I hate myself, can't forgive myself, but don't want to give up and want to do good to others. Sometimes I wish to be induced in coma and have my organs donated, but I need to rise up.
I was EXTREMELY influenceable when younger. Still today it's hard to say NO sometimes, and to argue for my own opinion. But I am not saying that to redeem myself, that's just context
1- Shoplifting (when I was 16 and when I was 19) I didn't like to brag about the stuff, neither use, it ended up all stored or in the trash can. Influenced by my dumb ass mind, "friends" and tumblr.
2- Faked being pickpocketed when I spend all the money
4- Stole small amounts of money (some coins ) and random stuff such as post its, clips, etc
5- Threw limon sized stone on a moving bus' after a protest (not in the windows) along with "friends"
6- Basically didn't care too much about people's feelings
7- Had an non conventional abusive relationship (he wasn't jealous of me or possessive or shit) when the guy used to say terrible shit of my parents and that I had to sue them for them not being limitless parents like his). I couldn't stay true to my mom (after her locking me up at home to protect me to run into him) and met him and had saex about 3 times after all this shit happened. Had no friends at the time. I literally let someone say horrible things about my parents, and that makes me want to kill myself. I really can't understand that happened. All I know, is I didn't agree with him, even though I didn't tell him to fuck off.
8- Kissed a boy who had a gf in mid teens and made fun of his gf
9- Used to create a "fake life history" online talking to people I didn't know and didn't want to actually know/be friends. It was just to see what they would say/not expose my actual reality. I used to say my mom as a lesbian (absolutely no problemas about it, happy pride month btw), that my dad abused me, that I had an abortion once, that I worked as X or Y. Mom saw those chats and never believed me, she thought I actually wanted to roast my life and damily.
Sometimes I think that only animal abusers/murderers are worse than me. I hate myself. I don't do it anymore.
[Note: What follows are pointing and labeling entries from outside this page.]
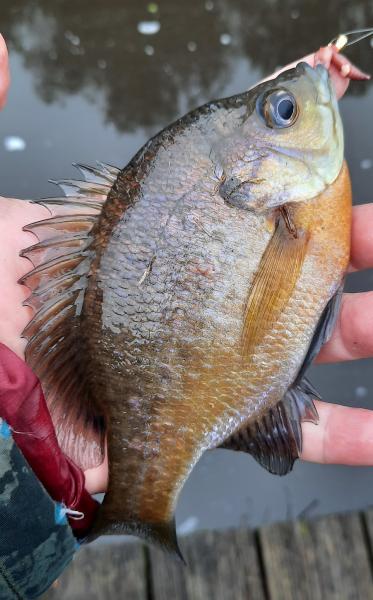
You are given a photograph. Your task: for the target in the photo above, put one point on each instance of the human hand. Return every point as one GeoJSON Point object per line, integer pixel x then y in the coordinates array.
{"type": "Point", "coordinates": [345, 435]}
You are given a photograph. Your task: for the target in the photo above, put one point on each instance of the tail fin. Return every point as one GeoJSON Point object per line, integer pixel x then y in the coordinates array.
{"type": "Point", "coordinates": [162, 534]}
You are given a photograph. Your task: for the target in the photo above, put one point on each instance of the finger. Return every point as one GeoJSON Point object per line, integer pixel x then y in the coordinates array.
{"type": "Point", "coordinates": [4, 72]}
{"type": "Point", "coordinates": [362, 238]}
{"type": "Point", "coordinates": [343, 436]}
{"type": "Point", "coordinates": [353, 335]}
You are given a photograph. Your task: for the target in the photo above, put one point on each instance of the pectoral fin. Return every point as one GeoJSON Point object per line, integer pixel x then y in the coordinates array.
{"type": "Point", "coordinates": [273, 282]}
{"type": "Point", "coordinates": [275, 440]}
Sometimes I think I am a sociopath but I don't want to be one ! I want to be the person who makes people happy. I can see good in me, though. I love my friends and family. My friends always say good things about me such as being a good listener, being by their side in bad moments. I love giving out information to people on the street. I help my mom take care of my elderly grandma. I don't do it merely because I have done bad things, but because I LOVE it and I feel like I have to. The guilt is overwhelming. All this shit happened when I was 14 to 19 years old. I'm thinking like this now: Doing as much of good as I can, so maybe one day, the number of good things will outnumber the bad ones. Nothing will be erased, but I want to be my best.
I'm sorry and pray everyday that all people I've hurt find a lot of good stuff on their lives. I'm thinking about putting random money in my friends and colleagues's stuff. And to donate directly/ talk and listen to the homeless.
I want to love myself as much as I love the good in this world.